Ao cobrar seus direitos depois da demissão, o jovem se desentende com Galindo. Após um assalto ao estabelecimento, é preso ao ser apontado por meio de um catálogo de suspeitos pelo dono do restaurante e passa sete anos na cadeia por um crime que não cometeu.

Murilo Benício, protagonista da segunda história, conta que teve dificuldade em encontrar o sentimento de Jayme, seu personagem. O dono de supermercado é o arrimo da família, que tem um padrão alto de vida e nutre desejo pela sobrinha, vivida por Alice Wegmann. “A gente não tem muita referência dele. Resolvi fazê-lo desprovido de qualquer sentimento. Decidi ir para o lado da frieza”, conta.

Ao denunciá-lo, a garota é rejeitada pelos familiares e se muda para o Rio de Janeiro, onde abre um quiosque com um namorado. Sete anos depois, após seu negócio falir, ela tem de voltar à sua cidade natal. É quando o tio deixa a Papuda, onde conheceu o submundo do crime.

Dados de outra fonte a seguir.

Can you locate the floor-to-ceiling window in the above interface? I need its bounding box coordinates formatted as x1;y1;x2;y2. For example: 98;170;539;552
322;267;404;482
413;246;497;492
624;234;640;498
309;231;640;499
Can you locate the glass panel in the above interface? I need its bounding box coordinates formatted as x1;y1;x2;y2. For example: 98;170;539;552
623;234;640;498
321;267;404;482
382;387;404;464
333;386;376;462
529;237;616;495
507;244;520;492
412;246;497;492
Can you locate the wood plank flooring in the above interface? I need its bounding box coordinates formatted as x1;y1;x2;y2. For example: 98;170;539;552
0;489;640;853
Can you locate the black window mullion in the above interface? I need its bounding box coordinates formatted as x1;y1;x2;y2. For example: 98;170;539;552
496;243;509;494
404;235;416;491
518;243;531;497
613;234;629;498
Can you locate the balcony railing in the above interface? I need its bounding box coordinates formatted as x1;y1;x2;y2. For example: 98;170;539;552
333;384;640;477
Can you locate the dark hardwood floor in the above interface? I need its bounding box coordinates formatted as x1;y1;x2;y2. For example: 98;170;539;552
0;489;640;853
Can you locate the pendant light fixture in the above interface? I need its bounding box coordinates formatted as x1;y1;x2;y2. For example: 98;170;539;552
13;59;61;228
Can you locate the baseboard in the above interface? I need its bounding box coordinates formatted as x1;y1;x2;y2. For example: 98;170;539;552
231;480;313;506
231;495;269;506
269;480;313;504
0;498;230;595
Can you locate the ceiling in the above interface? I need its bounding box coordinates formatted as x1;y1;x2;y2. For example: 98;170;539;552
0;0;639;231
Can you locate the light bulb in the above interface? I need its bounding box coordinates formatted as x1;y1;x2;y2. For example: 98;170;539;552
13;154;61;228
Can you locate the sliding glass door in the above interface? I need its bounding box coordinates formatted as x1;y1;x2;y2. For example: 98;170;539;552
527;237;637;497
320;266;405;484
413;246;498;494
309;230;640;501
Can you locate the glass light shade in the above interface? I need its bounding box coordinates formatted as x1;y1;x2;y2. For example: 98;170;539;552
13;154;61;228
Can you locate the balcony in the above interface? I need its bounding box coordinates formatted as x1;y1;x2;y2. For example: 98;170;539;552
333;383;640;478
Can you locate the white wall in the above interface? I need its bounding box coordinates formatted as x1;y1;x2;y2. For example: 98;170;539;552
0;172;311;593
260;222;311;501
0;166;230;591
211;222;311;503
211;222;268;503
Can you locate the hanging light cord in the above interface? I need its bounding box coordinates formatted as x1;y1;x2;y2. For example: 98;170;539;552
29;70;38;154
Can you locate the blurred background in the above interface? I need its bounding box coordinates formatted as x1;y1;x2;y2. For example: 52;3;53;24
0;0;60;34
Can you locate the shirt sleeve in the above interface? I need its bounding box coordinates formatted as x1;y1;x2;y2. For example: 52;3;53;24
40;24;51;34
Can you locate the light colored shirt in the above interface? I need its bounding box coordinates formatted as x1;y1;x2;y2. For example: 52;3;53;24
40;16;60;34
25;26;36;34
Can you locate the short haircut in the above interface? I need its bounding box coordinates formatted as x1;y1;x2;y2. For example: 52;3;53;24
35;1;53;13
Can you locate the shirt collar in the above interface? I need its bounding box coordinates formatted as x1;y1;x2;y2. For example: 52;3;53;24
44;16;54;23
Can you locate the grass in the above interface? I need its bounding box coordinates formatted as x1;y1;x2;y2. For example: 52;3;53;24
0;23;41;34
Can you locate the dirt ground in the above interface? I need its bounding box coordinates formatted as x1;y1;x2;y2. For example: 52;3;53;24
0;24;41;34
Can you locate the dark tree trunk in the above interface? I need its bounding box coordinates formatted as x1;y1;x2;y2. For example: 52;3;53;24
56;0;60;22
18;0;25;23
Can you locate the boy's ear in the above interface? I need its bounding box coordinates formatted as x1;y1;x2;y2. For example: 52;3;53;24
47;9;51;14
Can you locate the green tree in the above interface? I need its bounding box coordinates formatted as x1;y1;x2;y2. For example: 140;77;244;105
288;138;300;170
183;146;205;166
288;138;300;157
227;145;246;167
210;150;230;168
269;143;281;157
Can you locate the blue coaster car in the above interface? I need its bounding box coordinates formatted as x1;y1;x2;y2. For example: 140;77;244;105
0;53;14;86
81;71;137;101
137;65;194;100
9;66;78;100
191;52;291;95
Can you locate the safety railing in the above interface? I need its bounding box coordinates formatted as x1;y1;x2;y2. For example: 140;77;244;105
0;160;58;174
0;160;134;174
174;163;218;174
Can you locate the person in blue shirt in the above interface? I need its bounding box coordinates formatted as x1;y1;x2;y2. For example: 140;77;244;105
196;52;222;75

Mãe solteira, manicure e moradora da quebrada, Geisa, vivida pela atriz Belize Pombal, e a filha que estuda para passar no Enem, têm a rotina alterada por um vizinho que deixa o som ligado 24 horas. Seria simples não fosse o rapaz, Renato, interpretado por Filipe Bragança, o traficante do bairro.

Mãe e filha tentam contornar a situação até que a garota entra para a famigerada lista dos inscritos que perderam a prova do Enem. Numa briga, Geisa o assassina e vai para cadeia. “Ela se atira numa tentativa de salvar a própria filha e a si mesma a qualquer custo”, diz a atriz.

Nascida em São Paulo, no bairro do Tucuruvi, na zona Norte, Belize é formada pela Escola de Arte Dramática da USP, tem quase vinte anos de profissão e é leitora do geógrafo Milton Santos. Vê seu pensamento reverberar nas laudas de Manuela Dias.

“Ele dizia que estamos nos tornando humanos. A série contribui para isso também, em relação ao nosso potencial humano. É um trabalho que nos nutre em relação a uma maior humanidade, nas belezas e nas agruras, para que a gente melhore individual e coletivamente.”

A quarta história, protagonizada por Nanda Costa, é a que mais permite discutir a Justiça em suas nuances. “Nas outras histórias fica mais claro o que é a Justiça. O nosso tem uma coisa mais velada”, afirma a atriz Paolla Oliveira, que interpreta Jordana, antagonista desta trama.

Nanda é Milena, uma garota que sonha em ser cantora e tem uma habilidade especial para abrir cofres. Filha de uma salgadeira, coloca a mãe em uma enrascada ao deixar de pagar a conta de luz às vésperas de uma entrega. Para ajudá-la, furta o carro de Jordana, a empresária musical interpretada por Oliveira.

Milena, porém, não contava que Jordana, naquele mesmo dia, havia descoberto um meio-irmão e, para não ter que dividir a herança deixada pelo pai, o assassinara e guardara o corpo no porta-malas do carro. Presa por homicídio, sete anos depois Milena volta para que a empresária musical a transforme numa estrela do piseiro, um estilo musical derivado do forró.

“Milena acaba usando o que viveu para realizar o sonho. Ela diz ‘eu gostaria de estar onde estou, mas não de ter feito as coisas que fiz para conquistar‘, afirma Nanda, que também aparecerá cantando na série.

Além do formato e do conceito, outros elementos conectam “Justiça” e “Justiça 2”, como a versão de “Hallelujah” por Rufus Wainwright e a personagem Kellen, interpretada por Leandra Leal.

Agora, seu prostíbulo, que ela chama de “agência de viagem”, deixou Recife em direção ao Distrito Federal. Ela aparece com um novo marido, Darlan, vivido por Fábio Lago, que tem como companheira a cachorrinha-influencer Bete.

O diretor Gustavo Fernandez afirma que a mudança de cenário, da capital de Pernambuco para Brasília e Ceilândia, traz poucas mudanças no que diz respeito à tese central da história, sobre a vida das pessoas após serem afetadas pelo sistema de justiça no que ele tem de real —e cruel, pode-se dizer.

“Muda o tom”, ele diz, ao prometer que, nesta temporada, ambientada entre as curvas e linhas de Niemeyer e Lúcio Costa, “tudo fica mais nebuloso”. Ao menos para quem conheceu a injustiça de perto —e de dentro do sistema.